A key claim construction dispute must be resolved before making a patent ineligibility finding
The Federal Circuit vacated a Section 101 patent ineligibility finding because the “district court erred by declining to resolve the parties’ claim construction dispute before adjudging patent eligibility.” The patents related to “methods of modifying toolbars that are displayed on Internet-connected devices such as personal computers.”
The district court found the patent claims ineligible upon consideration of a motion for judgment on the pleadings. The patent owner argued that, under a proper claim construction for certain terms, the claims are directed to a patent-eligible “particular technological process for improving an exclusively computer-oriented device.” The district court did not address the disputed claim construction proposals in its opinion.

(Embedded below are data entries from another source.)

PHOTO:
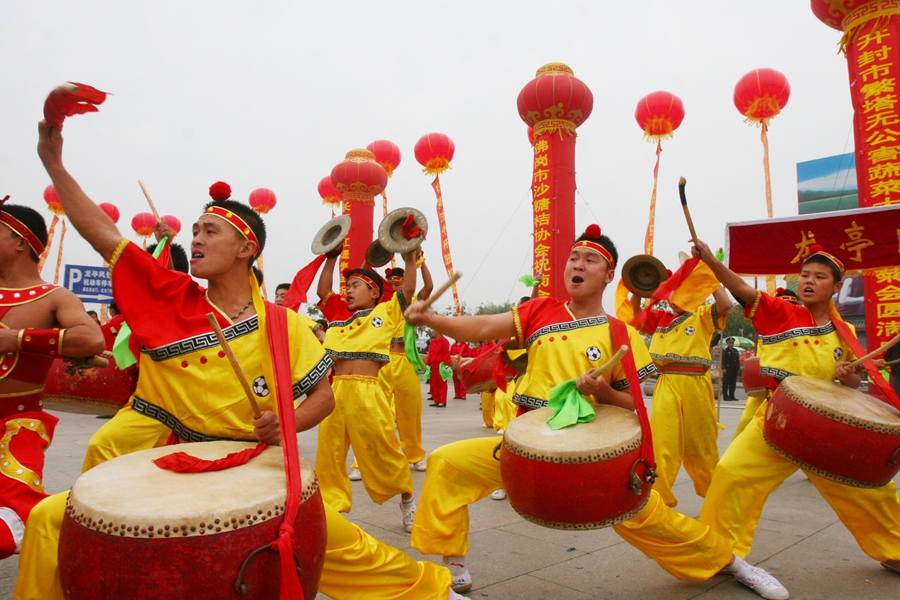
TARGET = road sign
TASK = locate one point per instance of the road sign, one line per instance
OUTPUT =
(90, 284)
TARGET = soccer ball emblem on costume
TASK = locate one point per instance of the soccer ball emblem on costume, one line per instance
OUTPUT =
(260, 388)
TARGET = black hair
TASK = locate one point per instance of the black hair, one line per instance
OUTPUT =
(179, 256)
(604, 241)
(375, 277)
(32, 219)
(824, 260)
(250, 217)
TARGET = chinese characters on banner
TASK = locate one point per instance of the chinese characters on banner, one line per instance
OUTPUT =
(873, 57)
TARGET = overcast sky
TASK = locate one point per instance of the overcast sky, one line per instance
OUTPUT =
(273, 94)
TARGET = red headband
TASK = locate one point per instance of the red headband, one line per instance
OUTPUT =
(20, 229)
(235, 221)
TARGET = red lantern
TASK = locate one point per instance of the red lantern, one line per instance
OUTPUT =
(52, 200)
(359, 178)
(434, 151)
(172, 222)
(329, 193)
(111, 211)
(659, 114)
(761, 94)
(387, 154)
(143, 224)
(555, 100)
(262, 200)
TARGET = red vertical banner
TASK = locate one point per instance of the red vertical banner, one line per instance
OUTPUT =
(872, 46)
(445, 241)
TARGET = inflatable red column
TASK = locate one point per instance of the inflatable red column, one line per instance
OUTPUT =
(871, 44)
(359, 179)
(554, 103)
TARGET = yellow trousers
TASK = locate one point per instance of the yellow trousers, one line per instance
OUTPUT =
(357, 566)
(362, 419)
(753, 404)
(398, 380)
(684, 428)
(750, 470)
(464, 472)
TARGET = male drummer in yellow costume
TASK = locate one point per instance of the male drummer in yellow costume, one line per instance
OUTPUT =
(796, 340)
(359, 339)
(227, 239)
(683, 417)
(38, 323)
(565, 340)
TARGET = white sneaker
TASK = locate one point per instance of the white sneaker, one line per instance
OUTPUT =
(758, 580)
(408, 509)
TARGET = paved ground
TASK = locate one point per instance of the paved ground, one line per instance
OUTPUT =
(799, 539)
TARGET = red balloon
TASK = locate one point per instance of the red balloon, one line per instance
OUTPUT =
(387, 154)
(52, 200)
(262, 200)
(328, 192)
(434, 151)
(761, 94)
(143, 224)
(111, 211)
(359, 177)
(659, 114)
(556, 98)
(173, 222)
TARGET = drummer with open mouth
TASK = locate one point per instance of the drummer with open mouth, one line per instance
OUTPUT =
(565, 340)
(796, 340)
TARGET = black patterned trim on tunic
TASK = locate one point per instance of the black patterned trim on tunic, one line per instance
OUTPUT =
(357, 315)
(798, 332)
(564, 327)
(359, 356)
(152, 411)
(203, 341)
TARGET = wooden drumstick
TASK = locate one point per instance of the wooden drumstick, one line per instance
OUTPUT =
(149, 200)
(610, 363)
(887, 345)
(234, 364)
(687, 214)
(437, 293)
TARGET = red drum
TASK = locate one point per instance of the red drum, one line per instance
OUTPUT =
(477, 375)
(833, 431)
(133, 530)
(756, 384)
(580, 477)
(94, 391)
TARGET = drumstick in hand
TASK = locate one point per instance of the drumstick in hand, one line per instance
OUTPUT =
(234, 364)
(610, 363)
(887, 345)
(437, 293)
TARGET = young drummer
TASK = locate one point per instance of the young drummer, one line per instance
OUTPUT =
(796, 340)
(565, 340)
(358, 339)
(227, 239)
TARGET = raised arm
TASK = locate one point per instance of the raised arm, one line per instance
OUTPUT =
(88, 218)
(731, 280)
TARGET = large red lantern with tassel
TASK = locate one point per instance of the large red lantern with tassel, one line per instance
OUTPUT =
(111, 211)
(358, 178)
(262, 200)
(658, 114)
(554, 103)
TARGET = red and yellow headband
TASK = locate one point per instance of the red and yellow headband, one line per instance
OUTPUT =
(594, 232)
(235, 221)
(21, 230)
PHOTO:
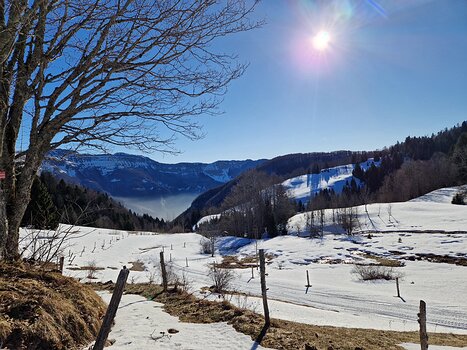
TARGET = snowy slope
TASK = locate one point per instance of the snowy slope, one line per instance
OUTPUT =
(150, 324)
(433, 211)
(129, 175)
(301, 187)
(337, 297)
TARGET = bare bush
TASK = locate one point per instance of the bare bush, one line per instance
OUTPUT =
(92, 269)
(152, 275)
(375, 272)
(206, 246)
(222, 278)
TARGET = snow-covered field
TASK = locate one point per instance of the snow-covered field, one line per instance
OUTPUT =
(301, 187)
(150, 327)
(337, 297)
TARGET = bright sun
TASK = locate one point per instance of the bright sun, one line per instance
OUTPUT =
(321, 40)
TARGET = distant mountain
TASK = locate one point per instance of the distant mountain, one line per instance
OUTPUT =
(285, 167)
(125, 175)
(335, 178)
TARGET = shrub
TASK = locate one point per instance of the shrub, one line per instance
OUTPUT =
(375, 272)
(458, 199)
(222, 278)
(206, 246)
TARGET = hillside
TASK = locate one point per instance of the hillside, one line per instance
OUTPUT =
(402, 171)
(430, 257)
(54, 202)
(126, 175)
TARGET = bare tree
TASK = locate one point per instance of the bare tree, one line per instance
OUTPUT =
(130, 73)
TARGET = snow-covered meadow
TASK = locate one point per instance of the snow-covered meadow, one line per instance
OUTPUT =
(401, 231)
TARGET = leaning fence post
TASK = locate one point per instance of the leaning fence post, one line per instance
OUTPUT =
(164, 272)
(308, 285)
(262, 269)
(422, 321)
(62, 260)
(111, 309)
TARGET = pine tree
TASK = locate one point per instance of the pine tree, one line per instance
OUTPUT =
(41, 212)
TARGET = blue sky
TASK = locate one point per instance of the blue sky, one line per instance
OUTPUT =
(392, 69)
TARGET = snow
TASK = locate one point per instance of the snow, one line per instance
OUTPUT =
(417, 215)
(410, 346)
(337, 297)
(301, 187)
(150, 324)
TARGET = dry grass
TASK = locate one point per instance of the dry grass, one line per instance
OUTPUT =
(283, 334)
(45, 310)
(384, 261)
(137, 266)
(233, 261)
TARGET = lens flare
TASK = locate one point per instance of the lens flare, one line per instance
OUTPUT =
(321, 40)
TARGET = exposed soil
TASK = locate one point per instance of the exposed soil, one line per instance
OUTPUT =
(45, 310)
(281, 334)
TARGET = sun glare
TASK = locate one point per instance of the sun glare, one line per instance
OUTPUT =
(321, 40)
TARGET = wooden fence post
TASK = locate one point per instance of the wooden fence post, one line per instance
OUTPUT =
(111, 309)
(62, 260)
(163, 271)
(422, 321)
(262, 269)
(308, 285)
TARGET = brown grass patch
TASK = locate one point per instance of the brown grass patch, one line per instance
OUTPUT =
(282, 334)
(137, 266)
(45, 310)
(86, 268)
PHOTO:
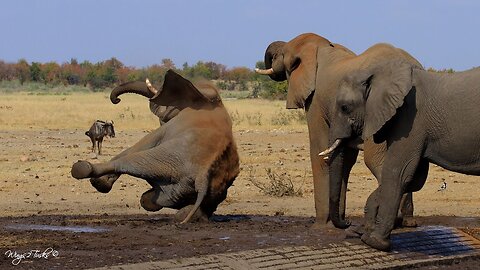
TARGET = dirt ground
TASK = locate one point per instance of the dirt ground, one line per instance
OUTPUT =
(36, 189)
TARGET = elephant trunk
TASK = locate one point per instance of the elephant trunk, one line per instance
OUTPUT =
(274, 66)
(136, 87)
(336, 182)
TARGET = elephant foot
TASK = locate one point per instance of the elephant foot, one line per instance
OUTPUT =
(105, 183)
(82, 169)
(356, 231)
(409, 221)
(148, 201)
(199, 215)
(318, 225)
(376, 241)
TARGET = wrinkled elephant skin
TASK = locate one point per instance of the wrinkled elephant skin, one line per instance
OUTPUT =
(190, 161)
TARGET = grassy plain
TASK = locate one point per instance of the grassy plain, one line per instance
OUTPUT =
(42, 135)
(78, 110)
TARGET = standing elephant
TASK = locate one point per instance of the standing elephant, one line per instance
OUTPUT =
(190, 161)
(422, 116)
(314, 67)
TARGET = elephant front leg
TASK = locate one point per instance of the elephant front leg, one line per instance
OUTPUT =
(318, 135)
(199, 215)
(396, 173)
(84, 169)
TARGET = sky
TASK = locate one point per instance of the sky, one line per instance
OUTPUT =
(439, 33)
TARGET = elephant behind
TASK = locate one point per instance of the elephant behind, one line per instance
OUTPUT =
(314, 67)
(424, 117)
(190, 161)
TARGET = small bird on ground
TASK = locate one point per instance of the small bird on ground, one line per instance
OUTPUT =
(443, 187)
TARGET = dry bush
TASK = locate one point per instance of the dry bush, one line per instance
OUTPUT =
(279, 184)
(78, 110)
(286, 118)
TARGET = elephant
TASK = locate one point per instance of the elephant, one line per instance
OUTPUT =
(164, 113)
(190, 161)
(313, 67)
(423, 117)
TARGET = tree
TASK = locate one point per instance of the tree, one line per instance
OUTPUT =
(168, 63)
(22, 70)
(7, 71)
(35, 72)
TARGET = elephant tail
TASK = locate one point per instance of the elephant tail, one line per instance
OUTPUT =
(202, 193)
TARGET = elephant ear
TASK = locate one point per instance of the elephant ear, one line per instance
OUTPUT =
(181, 93)
(301, 82)
(387, 87)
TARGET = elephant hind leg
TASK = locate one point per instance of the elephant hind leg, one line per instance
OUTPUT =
(82, 169)
(198, 215)
(201, 186)
(149, 202)
(104, 183)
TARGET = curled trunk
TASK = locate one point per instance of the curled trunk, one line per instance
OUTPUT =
(137, 87)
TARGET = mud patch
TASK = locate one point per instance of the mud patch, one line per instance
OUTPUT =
(133, 239)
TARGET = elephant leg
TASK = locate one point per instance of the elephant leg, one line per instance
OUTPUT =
(105, 183)
(148, 200)
(198, 216)
(150, 140)
(318, 133)
(156, 163)
(374, 156)
(100, 141)
(93, 145)
(389, 195)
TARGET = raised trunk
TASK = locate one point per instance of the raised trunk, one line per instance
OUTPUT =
(336, 182)
(130, 87)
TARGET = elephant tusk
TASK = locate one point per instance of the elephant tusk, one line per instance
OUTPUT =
(150, 87)
(331, 148)
(264, 71)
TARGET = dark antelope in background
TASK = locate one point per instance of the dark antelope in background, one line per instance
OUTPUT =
(97, 131)
(190, 160)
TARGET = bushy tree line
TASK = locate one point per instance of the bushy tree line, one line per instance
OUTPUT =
(112, 72)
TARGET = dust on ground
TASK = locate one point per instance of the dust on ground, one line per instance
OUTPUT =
(37, 188)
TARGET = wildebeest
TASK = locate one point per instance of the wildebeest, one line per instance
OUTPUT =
(97, 131)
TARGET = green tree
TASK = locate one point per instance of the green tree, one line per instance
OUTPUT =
(35, 72)
(22, 70)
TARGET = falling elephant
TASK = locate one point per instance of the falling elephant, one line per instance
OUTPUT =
(190, 161)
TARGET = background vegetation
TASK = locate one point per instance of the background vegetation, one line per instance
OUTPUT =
(97, 77)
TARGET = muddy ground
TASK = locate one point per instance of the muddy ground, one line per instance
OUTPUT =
(36, 189)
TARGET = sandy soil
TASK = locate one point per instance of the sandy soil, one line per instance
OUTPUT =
(36, 188)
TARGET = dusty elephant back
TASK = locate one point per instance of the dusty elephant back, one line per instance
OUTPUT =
(221, 175)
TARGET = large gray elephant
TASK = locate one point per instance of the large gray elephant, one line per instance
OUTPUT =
(313, 67)
(190, 161)
(422, 116)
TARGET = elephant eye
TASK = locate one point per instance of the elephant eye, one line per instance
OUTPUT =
(295, 64)
(345, 109)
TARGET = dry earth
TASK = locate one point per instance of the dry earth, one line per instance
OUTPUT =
(36, 188)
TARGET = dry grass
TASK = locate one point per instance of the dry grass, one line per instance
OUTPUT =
(78, 110)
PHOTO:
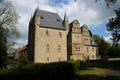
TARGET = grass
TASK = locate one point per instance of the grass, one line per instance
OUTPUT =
(97, 70)
(92, 71)
(72, 70)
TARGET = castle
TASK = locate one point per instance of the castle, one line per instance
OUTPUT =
(52, 39)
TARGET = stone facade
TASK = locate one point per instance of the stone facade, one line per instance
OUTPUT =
(81, 45)
(46, 44)
(52, 39)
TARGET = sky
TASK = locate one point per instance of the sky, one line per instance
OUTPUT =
(94, 15)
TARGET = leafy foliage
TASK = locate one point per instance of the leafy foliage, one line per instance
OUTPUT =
(114, 27)
(8, 21)
(103, 46)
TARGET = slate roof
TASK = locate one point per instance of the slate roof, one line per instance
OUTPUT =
(50, 19)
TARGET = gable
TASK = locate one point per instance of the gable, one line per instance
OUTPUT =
(50, 20)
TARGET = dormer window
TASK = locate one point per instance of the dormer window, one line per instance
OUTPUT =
(41, 17)
(60, 34)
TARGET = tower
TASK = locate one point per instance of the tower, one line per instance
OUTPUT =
(65, 23)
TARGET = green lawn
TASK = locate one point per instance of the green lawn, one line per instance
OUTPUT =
(72, 70)
(97, 70)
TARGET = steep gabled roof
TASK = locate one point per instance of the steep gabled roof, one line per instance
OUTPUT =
(50, 19)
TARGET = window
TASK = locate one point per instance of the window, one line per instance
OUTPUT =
(59, 48)
(77, 49)
(47, 48)
(47, 58)
(41, 17)
(60, 34)
(47, 33)
(93, 49)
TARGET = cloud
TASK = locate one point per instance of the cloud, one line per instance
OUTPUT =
(86, 11)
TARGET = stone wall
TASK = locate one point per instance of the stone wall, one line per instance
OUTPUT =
(50, 45)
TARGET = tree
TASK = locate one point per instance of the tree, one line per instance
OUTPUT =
(96, 39)
(8, 21)
(103, 46)
(113, 26)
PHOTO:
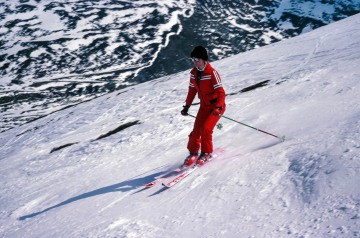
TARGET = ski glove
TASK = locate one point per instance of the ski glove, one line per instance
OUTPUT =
(185, 110)
(217, 111)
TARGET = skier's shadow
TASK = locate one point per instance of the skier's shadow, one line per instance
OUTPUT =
(125, 186)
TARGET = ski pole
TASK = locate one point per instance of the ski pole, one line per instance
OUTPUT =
(282, 138)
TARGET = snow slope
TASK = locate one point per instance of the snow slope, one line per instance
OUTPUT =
(79, 172)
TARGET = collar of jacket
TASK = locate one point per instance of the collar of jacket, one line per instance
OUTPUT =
(202, 68)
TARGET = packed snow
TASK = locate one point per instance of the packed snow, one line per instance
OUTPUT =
(79, 172)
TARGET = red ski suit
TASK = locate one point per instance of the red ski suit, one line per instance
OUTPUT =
(207, 84)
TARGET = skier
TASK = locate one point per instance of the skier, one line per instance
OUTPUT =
(206, 82)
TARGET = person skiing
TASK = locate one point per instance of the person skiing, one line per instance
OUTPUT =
(205, 81)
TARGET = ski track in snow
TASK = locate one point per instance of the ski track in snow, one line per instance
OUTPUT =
(306, 186)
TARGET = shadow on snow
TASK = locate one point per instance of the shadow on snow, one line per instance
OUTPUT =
(125, 186)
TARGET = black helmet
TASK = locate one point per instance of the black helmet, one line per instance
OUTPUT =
(199, 52)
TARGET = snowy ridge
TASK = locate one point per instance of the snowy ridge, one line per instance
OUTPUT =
(307, 186)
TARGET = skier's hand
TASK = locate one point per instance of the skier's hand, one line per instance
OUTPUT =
(217, 111)
(185, 110)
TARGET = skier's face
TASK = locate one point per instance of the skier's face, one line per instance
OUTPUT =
(198, 63)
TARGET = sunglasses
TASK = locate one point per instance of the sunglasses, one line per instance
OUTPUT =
(195, 59)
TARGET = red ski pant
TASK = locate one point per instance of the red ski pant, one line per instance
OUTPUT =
(201, 135)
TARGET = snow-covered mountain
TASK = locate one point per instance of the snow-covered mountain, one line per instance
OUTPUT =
(55, 54)
(80, 172)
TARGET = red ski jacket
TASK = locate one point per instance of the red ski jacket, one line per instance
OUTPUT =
(207, 84)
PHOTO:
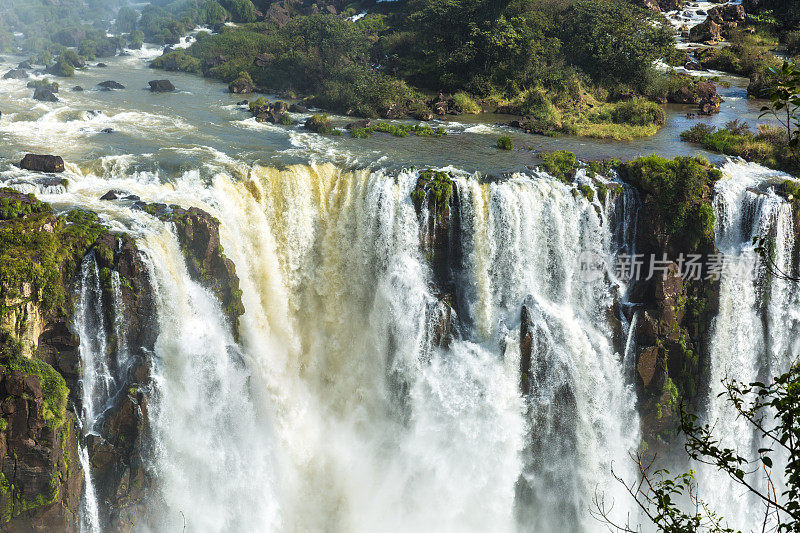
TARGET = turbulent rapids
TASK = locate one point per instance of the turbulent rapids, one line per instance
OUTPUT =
(376, 359)
(341, 406)
(338, 406)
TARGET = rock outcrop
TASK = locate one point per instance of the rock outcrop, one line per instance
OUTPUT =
(40, 370)
(44, 94)
(161, 86)
(678, 302)
(42, 163)
(707, 31)
(110, 84)
(198, 234)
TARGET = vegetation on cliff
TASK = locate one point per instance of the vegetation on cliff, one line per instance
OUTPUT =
(553, 62)
(681, 189)
(41, 249)
(54, 388)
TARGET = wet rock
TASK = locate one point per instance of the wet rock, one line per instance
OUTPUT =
(42, 475)
(706, 31)
(651, 5)
(709, 99)
(113, 194)
(526, 350)
(44, 94)
(16, 74)
(727, 13)
(110, 84)
(263, 60)
(366, 123)
(42, 163)
(319, 124)
(161, 86)
(242, 85)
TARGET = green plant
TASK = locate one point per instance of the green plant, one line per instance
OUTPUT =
(505, 143)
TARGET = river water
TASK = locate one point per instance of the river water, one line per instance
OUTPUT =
(335, 411)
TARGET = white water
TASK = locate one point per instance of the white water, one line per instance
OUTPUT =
(335, 412)
(96, 381)
(751, 341)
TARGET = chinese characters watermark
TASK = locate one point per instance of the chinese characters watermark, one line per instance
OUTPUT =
(695, 267)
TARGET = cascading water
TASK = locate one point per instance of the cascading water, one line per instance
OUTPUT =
(211, 443)
(338, 410)
(96, 380)
(754, 332)
(581, 412)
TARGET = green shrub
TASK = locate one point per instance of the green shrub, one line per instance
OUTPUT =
(505, 143)
(680, 188)
(54, 388)
(638, 112)
(560, 164)
(319, 124)
(465, 103)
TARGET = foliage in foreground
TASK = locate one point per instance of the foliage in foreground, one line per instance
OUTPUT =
(673, 503)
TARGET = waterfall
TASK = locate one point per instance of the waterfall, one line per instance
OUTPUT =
(581, 412)
(754, 333)
(338, 410)
(212, 443)
(95, 380)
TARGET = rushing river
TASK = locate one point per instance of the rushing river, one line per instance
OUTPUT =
(335, 411)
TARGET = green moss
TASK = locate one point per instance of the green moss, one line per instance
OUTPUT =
(560, 164)
(54, 388)
(435, 185)
(39, 249)
(505, 143)
(587, 191)
(681, 188)
(397, 130)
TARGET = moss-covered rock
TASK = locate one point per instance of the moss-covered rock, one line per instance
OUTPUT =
(676, 306)
(198, 234)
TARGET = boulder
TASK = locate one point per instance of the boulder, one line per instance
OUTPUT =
(110, 84)
(15, 74)
(242, 85)
(43, 94)
(727, 13)
(263, 60)
(319, 124)
(42, 163)
(161, 86)
(706, 31)
(366, 123)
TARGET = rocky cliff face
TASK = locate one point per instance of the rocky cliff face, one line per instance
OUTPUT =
(41, 480)
(678, 302)
(198, 234)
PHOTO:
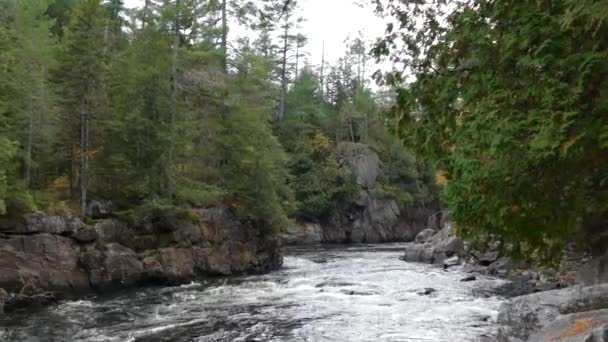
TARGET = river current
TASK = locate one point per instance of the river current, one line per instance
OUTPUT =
(343, 294)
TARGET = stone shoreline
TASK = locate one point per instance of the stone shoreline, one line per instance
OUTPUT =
(46, 257)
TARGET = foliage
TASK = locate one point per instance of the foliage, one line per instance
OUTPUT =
(510, 100)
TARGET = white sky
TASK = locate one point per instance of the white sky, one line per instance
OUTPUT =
(331, 21)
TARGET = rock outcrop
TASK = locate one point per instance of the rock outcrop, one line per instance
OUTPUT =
(42, 255)
(442, 248)
(576, 314)
(371, 218)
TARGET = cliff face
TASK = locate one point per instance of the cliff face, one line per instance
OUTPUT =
(371, 218)
(44, 255)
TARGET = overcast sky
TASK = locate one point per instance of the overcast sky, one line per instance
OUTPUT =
(330, 21)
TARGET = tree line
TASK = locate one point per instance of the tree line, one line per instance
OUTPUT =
(160, 105)
(509, 99)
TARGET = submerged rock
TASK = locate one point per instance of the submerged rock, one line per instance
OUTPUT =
(443, 248)
(469, 278)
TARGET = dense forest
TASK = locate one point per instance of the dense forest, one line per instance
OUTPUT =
(509, 99)
(161, 106)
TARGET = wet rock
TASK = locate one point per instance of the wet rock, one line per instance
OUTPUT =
(425, 236)
(453, 261)
(112, 266)
(594, 271)
(485, 259)
(50, 261)
(303, 233)
(571, 314)
(442, 247)
(85, 235)
(362, 162)
(38, 223)
(178, 250)
(16, 301)
(372, 218)
(99, 209)
(427, 291)
(113, 230)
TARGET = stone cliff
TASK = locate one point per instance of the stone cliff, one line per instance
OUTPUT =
(45, 256)
(371, 218)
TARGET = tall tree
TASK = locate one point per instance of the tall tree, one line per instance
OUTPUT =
(81, 77)
(510, 99)
(34, 52)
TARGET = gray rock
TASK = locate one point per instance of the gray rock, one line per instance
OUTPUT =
(486, 258)
(425, 236)
(16, 301)
(362, 161)
(427, 291)
(99, 209)
(453, 261)
(38, 223)
(571, 313)
(49, 261)
(302, 233)
(32, 264)
(85, 235)
(441, 247)
(112, 266)
(594, 271)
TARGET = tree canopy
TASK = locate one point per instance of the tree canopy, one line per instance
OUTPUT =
(510, 100)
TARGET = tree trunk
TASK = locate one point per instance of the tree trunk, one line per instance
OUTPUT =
(322, 71)
(174, 60)
(144, 16)
(297, 58)
(224, 42)
(284, 68)
(28, 157)
(84, 159)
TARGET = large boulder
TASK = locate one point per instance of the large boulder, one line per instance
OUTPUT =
(436, 249)
(372, 217)
(37, 223)
(593, 271)
(62, 255)
(576, 314)
(302, 233)
(99, 209)
(48, 261)
(112, 266)
(361, 161)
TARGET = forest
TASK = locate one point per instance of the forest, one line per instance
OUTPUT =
(159, 106)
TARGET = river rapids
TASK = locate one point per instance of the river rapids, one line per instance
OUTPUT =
(343, 294)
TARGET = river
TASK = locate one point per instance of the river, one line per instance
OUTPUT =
(362, 293)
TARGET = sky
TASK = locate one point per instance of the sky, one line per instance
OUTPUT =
(331, 22)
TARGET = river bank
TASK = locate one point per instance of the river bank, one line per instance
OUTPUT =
(44, 258)
(336, 293)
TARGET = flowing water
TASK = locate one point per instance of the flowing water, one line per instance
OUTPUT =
(362, 293)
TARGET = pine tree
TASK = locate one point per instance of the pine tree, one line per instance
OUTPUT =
(81, 76)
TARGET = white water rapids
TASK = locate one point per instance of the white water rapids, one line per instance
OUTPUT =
(343, 294)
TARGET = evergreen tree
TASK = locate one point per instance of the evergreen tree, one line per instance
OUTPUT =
(509, 99)
(81, 76)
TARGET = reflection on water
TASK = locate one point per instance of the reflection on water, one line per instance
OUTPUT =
(362, 293)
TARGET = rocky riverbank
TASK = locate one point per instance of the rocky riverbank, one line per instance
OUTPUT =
(373, 217)
(45, 257)
(568, 305)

The Federal Circuit reversed, stating that “patent eligibility requires a full understanding of the basic character of the claimed subject matter.” Thus, “if the parties raise a claim construction dispute at the Rule 12(c) stage, the district court must either adopt the non-moving party’s constructions or resolve the dispute to whatever extent is needed to conduct the § 101 analysis.” Here, the district court did neither and was reversed.
Judge Lourie dissented, stating the “claims at issue are clearly abstract, regardless of claim construction.” In Judge Lourie’s view, the challenged claims are similar to other claims found patent-ineligible for reciting “off-the-shelf, conventional computer, network, and display technology for gathering, sending, and presenting the desired information.”